Shiva Nataraja to stay on display for now
The Smithsonian’s Shiva Nataraja will not immediately leave public view. Instead, it will stay on long-term loan and be displayed with information explaining how and why it is being returned to India.
“The return of these sculptures, the result of proactive research, reflects our dedication to ethical museum practice,” museum director Chase F. Robinson said in a statement. Speaking to The Post, Robinson added that the museum believes the full histories of these objects “are really interesting and compelling stories, and we are increasingly integrating them into our galleries and as a feature of our exhibitions.”
Before 2022, the Smithsonian only returned items if they were clearly proven to have been obtained illegally. The updated policy allows museums to return objects based on ethical concerns as well and to work with communities of origin on how objects should be cared for, the report mentioned.

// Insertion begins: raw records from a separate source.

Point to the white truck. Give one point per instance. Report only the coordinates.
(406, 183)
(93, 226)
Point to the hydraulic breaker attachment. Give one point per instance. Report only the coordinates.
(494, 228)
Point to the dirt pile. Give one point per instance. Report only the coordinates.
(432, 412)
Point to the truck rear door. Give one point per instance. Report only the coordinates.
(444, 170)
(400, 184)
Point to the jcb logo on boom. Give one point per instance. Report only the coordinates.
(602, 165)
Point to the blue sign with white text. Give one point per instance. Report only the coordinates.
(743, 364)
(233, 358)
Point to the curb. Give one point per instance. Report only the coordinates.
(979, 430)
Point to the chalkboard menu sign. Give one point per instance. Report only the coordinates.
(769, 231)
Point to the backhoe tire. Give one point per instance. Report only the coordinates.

Review of South Asian collection led to decision
The decision to return the Indian bronzes is legally grounded and comes from a thorough review of the museum’s South Asian collection. “Historically, museums are much better at aestheticizing the object than contextualizing the object,” Robinson told WP.
Referring to one of the Smithsonian’s early collectors, he added, “Charles Lang Freer was a fantastic collector. He really wasn’t interested in the social context, religious context, ritual context,” before noting that “there has been a change of course in museology of the last generation or two. Increasingly one finds exhibitions and galleries devoted to trying to recontextualize.”
Because of its size and age – nearly 180 years – the Smithsonian has long faced calls to return items in its collection. In late 2022, the National Museum of African Art returned 29 Benin bronzes to Nigeria.
How two sculptures were traced to Tamil Nadu temples
“Somaskanda” and “Saint Sundarar With Paravai” entered the museum as part of a donation by Arthur M. Sackler in 1987. Later, the museum received a tip that photographs of the statues existed in the archives of the French Institute of Pondicherry.
A curator visited the archives and found images showing the sculptures in temples in Tamil Nadu during the 1950s. These “in situ” photographs are legally accepted in India as proof of theft, Robinson said, and they “confirm the sculptures’ unauthorized removal from India,” the museum told WP.
Criminal case exposed smuggling network
The “Shiva Nataraja” followed a different path. It was acquired in 2002 from the Doris Wiener Gallery in New York, which later became infamous. The Manhattan district attorney’s office said Wiener took “shopping trips” across South Asia “to select stolen antiquities that would later be smuggled into New York.” In 2021, her daughter Nancy, who worked in the gallery, pleaded guilty to trafficking stolen artworks and falsifying provenance records.
Museum researchers tried to verify the documents provided for the Shiva Nataraja but found major gaps. The gallery listed as the source did not exist and neither did the street address mentioned. Like the other bronzes, this statue also appeared in 1950s photographs taken inside a Tamil Nadu temple, the report said.
This was not the only stolen Shiva Nataraja linked to the Wiener gallery. Another was returned by the Asia Society in 2021. “There’s a huge network of extraction, we could call it, that’s particularly focused on these Shiva Natarajas,” Kaimal told WP.